Ive rescued a 6 yr old cocker we got charlie in january, ok not an ex breeding bitch and he was house trained, but i have to say how quickly he has fitted in, he was the most spoilt dogs imaginable had no boundaries dont think hed ever heard the word "no" so he had a lot of adjusting and a lot to learn and tbh ime amazed at just how quickly they learn. Good luck if you decide to take her.


----------



## Fleur (Jul 19, 2008)

witcheswalk said:


> Only problem is i have never house trained a pup as I have never had a pup. My springer was a rescue and already house trained.
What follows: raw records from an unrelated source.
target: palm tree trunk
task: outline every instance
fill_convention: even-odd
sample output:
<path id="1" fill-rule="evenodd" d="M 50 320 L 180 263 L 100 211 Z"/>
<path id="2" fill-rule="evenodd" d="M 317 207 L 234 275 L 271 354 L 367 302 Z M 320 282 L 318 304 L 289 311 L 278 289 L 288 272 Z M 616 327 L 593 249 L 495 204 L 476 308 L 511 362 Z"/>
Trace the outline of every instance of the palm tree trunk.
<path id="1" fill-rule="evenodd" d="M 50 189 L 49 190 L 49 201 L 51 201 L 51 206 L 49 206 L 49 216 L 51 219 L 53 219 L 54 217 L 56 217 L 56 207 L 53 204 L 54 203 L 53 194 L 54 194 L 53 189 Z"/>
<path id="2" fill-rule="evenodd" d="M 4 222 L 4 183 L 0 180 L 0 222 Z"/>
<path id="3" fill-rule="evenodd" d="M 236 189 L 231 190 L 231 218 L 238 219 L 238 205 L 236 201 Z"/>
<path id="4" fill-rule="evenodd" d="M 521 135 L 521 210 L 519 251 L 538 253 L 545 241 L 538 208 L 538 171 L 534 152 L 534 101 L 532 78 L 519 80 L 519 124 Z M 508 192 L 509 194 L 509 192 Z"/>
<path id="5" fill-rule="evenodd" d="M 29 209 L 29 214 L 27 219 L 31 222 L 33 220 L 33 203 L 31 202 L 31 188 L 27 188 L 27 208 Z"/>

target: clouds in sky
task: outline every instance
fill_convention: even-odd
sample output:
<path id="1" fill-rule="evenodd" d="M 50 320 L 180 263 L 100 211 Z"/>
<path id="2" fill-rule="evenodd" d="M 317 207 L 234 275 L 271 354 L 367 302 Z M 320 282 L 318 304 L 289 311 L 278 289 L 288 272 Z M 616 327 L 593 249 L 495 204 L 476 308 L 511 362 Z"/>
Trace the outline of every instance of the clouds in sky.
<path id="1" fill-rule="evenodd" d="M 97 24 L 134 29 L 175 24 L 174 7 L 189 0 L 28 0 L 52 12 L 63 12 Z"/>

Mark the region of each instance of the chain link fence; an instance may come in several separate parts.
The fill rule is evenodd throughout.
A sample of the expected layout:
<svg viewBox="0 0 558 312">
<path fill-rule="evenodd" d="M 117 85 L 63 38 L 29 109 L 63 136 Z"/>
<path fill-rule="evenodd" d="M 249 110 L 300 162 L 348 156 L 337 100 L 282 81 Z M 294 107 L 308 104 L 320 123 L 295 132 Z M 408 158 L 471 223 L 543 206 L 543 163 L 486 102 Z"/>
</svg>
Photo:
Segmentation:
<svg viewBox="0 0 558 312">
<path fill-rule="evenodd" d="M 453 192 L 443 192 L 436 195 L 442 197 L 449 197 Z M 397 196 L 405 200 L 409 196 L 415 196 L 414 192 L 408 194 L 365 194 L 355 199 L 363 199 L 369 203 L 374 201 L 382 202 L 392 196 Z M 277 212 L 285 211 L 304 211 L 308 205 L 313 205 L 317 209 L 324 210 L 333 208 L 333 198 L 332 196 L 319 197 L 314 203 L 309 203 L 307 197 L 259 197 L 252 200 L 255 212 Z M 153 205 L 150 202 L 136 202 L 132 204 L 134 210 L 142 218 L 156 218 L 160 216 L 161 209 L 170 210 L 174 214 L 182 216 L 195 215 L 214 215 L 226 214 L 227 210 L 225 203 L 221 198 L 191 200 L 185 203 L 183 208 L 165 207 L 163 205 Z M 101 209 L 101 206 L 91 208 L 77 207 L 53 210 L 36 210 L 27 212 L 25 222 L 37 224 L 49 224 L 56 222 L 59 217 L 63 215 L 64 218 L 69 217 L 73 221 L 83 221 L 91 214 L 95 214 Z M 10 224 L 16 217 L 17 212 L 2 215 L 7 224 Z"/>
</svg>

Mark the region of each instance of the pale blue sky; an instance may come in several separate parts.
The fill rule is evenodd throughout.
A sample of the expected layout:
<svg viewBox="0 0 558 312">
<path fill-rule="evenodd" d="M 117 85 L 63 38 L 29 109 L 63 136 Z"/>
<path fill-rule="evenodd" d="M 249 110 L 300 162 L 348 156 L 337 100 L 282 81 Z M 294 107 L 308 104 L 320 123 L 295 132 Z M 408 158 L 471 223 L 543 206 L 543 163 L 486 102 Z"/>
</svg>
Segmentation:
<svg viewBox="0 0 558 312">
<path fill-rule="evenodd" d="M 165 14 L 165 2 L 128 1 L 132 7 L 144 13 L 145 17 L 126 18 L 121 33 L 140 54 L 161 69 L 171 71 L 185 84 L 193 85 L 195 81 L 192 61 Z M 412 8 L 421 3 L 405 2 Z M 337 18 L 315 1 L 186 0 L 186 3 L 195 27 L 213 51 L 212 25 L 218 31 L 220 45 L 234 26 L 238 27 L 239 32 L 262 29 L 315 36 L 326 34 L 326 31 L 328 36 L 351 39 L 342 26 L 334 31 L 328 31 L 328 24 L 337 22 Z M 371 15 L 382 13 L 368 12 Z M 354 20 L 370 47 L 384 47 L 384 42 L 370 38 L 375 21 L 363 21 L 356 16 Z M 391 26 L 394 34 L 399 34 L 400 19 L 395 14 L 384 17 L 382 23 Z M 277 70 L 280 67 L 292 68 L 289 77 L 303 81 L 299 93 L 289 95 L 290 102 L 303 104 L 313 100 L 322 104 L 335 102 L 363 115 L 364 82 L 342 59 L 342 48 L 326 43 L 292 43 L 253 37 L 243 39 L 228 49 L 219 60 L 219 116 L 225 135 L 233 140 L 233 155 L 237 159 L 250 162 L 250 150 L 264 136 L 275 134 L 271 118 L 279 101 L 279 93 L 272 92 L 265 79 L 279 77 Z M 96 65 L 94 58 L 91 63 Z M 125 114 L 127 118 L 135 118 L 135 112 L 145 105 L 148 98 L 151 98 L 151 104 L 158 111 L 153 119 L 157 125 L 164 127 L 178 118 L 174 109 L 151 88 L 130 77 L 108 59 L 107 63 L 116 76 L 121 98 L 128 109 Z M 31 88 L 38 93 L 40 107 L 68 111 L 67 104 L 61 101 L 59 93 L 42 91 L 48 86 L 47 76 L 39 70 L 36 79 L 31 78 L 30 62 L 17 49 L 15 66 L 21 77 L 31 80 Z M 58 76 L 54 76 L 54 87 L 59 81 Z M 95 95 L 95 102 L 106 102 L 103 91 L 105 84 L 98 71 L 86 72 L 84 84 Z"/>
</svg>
I want to make sure what we want to achieve with this girl, is achievable before we decide to take her on.


I've never trained an adult dog - but this is how I trained my pups
hope it helps,

I would take her out every hour PLUS whenever she wakes, finishes eating, wakes up. stops play or shows signs such as circling and sniffing.
Praise like mad when she gets it right, don't make any kind of fuss when she gets it wrong and clean up any mess with a solution of biological washing powder to get rid of any smells etc.


----------



## happysaz133 (Jun 5, 2008)

I rescued a 6yo greyhound in 2001, who had lived in kennels all her life and was not housetrained. We stayed outisde with her until she 'went', it took about an hour, and praised her loads and gave treats when she did go. Then we took her out every 2 hours, and reward, and carried on, and then soon she was asking to go out!


----------



## witcheswalk (Aug 27, 2010)

How long did it take for your greyhound to be housetrained? I have the time as I dont work, and the kids are back to school in a week. How did you settle your dog in the house when used to kennels her whole life? I dont want to stress her out with anything if we did get her? xxx


----------



## Burrowzig (Feb 18, 2009)

Many Tears rescue rehomes a lot of ex-breeding dogs and bitches. They say they prefer to home them to a person or family where there is an existing dog that the new one can copy. They have a lot more to learn about living in a house than just not going to the toilet in it.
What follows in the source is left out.